Sullivan Papain Block McGrath & Cannavo, P.C., New York (Stephen C. Glasser of counsel), for appellants. Lawrence Heisler, Brooklyn (Timothy J. O'Shaughnessy of counsel), for respondent.
Judgment, Supreme Court, New York County (Carol E. Huff, J.), entered April 30, 2014, after a jury trial, in favor of defendant New York City Transit Authority (defendant), unanimously affirmed, without costs. Appeal from order, same court and Justice, entered December 12, 2013, which denied plaintiffs' posttrial motion to set aside the verdict as against the weight of the evidence, unanimously dismissed, without costs, as subsumed in the appeal from the judgment.
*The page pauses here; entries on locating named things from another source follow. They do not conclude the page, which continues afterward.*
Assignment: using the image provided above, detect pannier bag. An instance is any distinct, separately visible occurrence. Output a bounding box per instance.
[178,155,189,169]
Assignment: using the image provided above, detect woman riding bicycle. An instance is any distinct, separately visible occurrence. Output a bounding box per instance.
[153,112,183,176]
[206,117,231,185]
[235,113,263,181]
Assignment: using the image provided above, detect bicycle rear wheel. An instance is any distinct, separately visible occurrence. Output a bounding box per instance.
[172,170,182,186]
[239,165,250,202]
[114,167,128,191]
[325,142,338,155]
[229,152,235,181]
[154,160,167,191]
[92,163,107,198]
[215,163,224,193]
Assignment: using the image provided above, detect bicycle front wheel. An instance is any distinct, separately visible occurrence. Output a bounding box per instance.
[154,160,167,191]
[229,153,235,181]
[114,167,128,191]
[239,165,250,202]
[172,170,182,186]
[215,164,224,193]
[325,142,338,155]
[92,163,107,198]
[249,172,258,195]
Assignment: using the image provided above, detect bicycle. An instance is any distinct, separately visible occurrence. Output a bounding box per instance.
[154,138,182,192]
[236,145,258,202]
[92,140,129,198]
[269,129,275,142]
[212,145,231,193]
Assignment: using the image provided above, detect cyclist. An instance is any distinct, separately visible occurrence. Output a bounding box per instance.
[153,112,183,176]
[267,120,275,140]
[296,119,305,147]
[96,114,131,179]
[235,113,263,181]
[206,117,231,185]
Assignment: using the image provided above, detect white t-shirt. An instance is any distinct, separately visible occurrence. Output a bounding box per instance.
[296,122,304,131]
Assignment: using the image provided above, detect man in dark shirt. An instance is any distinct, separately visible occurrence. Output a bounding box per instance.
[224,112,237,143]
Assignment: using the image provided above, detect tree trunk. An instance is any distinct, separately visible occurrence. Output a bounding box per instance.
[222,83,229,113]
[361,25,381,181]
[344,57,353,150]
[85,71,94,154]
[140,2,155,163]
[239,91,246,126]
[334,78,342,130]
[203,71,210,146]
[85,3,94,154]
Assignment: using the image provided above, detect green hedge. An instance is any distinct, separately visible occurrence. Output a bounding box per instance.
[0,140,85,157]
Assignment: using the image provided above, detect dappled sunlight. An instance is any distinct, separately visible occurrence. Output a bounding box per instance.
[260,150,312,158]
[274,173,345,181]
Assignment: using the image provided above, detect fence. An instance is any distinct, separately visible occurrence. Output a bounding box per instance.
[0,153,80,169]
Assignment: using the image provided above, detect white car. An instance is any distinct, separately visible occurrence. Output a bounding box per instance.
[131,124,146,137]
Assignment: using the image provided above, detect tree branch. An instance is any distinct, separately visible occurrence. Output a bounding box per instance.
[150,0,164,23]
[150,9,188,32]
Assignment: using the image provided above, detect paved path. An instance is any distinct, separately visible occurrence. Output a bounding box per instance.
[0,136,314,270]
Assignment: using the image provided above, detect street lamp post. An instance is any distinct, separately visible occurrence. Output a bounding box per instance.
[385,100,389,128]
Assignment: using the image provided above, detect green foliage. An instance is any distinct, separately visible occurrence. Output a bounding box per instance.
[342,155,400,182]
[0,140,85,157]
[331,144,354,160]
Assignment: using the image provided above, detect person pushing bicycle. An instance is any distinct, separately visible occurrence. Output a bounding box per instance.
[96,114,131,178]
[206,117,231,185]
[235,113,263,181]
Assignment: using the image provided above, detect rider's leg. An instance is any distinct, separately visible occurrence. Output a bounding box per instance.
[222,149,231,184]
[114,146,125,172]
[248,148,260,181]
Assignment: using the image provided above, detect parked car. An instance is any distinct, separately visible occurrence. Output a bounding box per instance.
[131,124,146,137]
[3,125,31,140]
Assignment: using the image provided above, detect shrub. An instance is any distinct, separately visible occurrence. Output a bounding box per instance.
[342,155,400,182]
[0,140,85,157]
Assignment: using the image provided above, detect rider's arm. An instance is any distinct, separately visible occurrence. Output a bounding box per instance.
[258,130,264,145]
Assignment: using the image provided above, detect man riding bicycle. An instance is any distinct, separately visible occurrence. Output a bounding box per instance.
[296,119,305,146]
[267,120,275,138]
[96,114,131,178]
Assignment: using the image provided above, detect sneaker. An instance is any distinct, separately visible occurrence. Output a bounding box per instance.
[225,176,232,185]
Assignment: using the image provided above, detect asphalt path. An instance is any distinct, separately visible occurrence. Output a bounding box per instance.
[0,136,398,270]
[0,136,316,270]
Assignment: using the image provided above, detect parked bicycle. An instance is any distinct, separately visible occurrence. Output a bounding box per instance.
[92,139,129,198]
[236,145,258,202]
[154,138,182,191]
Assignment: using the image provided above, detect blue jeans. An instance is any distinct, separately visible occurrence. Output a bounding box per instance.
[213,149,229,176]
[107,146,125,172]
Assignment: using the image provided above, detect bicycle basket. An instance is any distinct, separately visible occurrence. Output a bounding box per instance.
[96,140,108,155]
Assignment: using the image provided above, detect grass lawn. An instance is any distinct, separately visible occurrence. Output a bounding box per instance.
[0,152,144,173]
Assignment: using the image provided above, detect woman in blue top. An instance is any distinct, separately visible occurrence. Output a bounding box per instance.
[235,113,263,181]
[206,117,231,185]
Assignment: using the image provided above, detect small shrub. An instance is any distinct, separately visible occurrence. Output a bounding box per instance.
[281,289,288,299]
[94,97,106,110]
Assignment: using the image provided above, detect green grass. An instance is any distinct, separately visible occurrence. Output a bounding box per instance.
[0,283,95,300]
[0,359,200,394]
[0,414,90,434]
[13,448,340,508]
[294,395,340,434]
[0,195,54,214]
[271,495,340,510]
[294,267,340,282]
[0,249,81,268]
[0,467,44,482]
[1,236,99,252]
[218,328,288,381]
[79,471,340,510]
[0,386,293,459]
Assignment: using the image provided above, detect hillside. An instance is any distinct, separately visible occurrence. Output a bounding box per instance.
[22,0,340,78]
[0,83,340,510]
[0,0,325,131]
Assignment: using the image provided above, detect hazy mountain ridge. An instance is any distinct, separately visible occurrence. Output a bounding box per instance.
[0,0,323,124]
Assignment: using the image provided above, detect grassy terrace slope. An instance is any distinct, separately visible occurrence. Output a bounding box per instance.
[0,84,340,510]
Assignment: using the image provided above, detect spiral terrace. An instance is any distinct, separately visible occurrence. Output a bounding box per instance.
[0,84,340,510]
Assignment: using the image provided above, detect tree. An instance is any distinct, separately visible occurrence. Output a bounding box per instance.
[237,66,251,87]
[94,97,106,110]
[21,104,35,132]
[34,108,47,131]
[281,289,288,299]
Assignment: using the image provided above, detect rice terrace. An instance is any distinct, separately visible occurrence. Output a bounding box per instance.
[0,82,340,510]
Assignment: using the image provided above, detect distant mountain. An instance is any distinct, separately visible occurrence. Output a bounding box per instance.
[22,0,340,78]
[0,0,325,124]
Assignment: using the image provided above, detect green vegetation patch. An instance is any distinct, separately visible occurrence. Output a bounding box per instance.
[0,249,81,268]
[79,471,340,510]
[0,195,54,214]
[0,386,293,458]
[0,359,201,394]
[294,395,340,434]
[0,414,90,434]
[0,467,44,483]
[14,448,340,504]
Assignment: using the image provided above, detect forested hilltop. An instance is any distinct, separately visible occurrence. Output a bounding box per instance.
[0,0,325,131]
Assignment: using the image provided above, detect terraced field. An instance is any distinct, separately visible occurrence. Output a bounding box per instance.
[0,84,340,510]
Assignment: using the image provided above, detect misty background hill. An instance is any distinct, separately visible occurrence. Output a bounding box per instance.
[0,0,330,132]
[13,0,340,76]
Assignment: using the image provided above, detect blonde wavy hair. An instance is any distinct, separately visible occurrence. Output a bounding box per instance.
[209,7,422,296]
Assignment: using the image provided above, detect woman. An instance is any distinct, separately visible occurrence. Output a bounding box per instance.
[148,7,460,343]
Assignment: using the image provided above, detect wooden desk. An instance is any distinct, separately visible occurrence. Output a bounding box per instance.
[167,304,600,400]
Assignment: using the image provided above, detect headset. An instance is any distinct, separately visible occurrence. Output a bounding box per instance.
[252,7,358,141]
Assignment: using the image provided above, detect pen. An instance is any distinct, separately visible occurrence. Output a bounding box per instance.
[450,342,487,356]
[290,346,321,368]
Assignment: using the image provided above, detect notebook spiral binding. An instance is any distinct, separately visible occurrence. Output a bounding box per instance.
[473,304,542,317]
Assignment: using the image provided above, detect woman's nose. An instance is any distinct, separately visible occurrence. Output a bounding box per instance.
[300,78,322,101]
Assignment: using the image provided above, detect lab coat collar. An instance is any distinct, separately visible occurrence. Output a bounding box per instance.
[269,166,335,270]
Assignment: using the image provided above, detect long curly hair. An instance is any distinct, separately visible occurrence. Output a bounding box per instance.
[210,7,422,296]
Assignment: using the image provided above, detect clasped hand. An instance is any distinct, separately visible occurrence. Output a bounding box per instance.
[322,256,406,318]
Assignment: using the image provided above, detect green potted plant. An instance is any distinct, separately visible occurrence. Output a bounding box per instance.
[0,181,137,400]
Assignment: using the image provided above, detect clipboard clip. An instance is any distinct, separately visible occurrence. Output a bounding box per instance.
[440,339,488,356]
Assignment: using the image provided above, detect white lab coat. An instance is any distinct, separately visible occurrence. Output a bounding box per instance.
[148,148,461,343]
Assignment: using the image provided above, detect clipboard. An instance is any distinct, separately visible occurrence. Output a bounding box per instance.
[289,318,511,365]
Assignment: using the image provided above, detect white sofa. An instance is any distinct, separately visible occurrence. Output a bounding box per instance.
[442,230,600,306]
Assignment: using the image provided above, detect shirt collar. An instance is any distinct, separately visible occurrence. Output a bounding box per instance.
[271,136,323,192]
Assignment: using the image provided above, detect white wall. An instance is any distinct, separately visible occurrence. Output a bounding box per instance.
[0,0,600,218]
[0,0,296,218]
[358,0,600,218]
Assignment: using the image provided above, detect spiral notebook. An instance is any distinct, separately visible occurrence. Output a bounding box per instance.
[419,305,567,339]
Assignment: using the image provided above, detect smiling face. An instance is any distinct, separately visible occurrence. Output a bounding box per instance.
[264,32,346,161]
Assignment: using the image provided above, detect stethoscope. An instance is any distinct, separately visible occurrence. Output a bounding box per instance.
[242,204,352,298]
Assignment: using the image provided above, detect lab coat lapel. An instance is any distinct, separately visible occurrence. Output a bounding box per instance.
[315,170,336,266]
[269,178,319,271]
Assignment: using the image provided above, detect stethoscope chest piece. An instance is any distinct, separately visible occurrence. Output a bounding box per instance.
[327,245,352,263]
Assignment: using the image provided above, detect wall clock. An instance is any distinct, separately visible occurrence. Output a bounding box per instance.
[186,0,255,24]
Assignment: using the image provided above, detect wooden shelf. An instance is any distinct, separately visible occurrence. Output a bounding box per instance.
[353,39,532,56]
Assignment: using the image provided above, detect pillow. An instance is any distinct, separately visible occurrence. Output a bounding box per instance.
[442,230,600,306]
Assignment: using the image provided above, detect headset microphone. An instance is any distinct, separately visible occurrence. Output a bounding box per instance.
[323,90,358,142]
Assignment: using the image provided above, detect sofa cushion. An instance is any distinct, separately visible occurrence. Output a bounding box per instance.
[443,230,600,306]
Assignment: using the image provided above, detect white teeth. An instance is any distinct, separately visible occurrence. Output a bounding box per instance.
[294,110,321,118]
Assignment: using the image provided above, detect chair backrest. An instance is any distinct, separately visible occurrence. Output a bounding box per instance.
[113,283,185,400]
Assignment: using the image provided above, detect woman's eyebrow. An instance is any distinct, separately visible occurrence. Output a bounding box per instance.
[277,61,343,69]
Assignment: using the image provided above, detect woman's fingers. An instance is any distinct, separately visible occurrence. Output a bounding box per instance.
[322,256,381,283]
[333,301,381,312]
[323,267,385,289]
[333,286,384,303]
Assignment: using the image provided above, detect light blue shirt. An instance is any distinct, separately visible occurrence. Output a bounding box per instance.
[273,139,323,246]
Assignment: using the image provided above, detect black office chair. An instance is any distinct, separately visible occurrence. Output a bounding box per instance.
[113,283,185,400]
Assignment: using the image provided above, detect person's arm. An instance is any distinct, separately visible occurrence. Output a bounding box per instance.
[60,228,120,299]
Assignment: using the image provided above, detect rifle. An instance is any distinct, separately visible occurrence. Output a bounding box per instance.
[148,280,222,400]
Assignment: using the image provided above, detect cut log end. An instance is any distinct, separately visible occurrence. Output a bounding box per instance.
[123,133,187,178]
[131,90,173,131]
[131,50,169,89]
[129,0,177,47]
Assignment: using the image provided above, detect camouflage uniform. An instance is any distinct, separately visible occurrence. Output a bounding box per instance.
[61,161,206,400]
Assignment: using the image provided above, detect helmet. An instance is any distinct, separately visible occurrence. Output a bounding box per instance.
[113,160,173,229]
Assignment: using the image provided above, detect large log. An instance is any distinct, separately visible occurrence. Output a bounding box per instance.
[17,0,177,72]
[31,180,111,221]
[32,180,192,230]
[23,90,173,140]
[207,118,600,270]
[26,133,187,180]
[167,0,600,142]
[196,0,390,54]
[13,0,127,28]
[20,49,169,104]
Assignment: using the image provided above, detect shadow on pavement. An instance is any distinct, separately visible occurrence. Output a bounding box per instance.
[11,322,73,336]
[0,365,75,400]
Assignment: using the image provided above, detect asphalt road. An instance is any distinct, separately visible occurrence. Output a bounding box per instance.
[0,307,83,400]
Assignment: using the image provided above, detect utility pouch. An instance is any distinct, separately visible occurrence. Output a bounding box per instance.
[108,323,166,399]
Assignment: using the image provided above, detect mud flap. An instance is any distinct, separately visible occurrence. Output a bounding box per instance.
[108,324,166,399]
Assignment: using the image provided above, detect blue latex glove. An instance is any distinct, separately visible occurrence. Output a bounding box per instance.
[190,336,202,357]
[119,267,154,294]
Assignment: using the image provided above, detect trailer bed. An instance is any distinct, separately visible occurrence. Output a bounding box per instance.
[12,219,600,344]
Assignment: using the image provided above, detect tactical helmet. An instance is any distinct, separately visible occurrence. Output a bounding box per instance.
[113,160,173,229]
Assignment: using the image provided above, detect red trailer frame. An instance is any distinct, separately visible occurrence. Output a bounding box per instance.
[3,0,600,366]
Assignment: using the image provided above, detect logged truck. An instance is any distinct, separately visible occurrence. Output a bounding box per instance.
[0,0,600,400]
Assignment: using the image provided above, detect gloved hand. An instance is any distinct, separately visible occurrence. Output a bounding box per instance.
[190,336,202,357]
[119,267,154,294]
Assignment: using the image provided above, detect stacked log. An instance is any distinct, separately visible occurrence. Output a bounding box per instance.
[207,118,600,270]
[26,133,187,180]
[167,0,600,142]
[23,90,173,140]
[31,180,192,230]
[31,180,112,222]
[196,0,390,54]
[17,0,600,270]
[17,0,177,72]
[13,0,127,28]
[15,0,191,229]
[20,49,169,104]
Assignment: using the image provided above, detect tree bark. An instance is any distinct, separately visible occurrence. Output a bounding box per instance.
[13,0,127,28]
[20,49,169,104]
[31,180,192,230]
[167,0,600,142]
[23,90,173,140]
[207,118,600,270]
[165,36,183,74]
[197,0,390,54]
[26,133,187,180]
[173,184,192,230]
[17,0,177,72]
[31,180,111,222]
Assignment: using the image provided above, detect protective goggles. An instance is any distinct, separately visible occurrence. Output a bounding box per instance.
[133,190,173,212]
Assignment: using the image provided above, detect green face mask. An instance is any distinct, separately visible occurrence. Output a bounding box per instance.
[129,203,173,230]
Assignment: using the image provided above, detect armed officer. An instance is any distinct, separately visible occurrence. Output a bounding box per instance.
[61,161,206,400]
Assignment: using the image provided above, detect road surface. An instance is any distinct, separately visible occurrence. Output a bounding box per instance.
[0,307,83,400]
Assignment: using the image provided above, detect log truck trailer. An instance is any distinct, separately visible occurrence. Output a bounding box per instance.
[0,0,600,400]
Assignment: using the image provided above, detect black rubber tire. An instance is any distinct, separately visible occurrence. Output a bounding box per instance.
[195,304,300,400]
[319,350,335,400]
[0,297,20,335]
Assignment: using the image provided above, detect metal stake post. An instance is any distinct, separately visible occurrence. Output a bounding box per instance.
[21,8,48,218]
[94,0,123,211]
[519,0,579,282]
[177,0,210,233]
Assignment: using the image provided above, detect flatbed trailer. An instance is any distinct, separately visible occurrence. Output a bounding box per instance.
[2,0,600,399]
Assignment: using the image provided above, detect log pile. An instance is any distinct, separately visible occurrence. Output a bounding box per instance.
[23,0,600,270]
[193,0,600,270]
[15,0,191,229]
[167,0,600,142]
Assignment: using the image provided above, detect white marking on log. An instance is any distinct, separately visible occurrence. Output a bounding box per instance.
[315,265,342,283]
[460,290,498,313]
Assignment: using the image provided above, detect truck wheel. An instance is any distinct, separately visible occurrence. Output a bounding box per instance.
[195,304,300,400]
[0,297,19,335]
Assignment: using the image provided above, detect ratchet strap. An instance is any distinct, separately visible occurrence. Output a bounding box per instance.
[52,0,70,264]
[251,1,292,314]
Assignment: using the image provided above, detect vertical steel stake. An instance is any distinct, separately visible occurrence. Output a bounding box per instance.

The jury's verdict—that defendant's violations of the Administrative Code of the City of New York were not reasonably connected to plaintiff firefighter's injury—was a fair interpretation of the evidence ( see Lolik v. Big V Supermarkets, 86 N.Y.2d 744, 746, 631 N.Y.S.2d 122, 655 N.E.2d 163 [1995] ). While defendant did not call an expert to rebut plaintiffs' expert's opinion as to causation, “the jury is entitled to accept, or reject, an expert's testimony in whole or in part” (McDermott v. Coffee Beanery, Ltd., 9 A.D.3d 195, 207, 777 N.Y.S.2d 103 [1st Dept.2004] ). In addition, the jury was free to accept or reject plaintiff's account of the accident. MAZZARELLI, J.P., FRIEDMAN, SWEENY, GISCHE, KAPNICK, JJ., concur.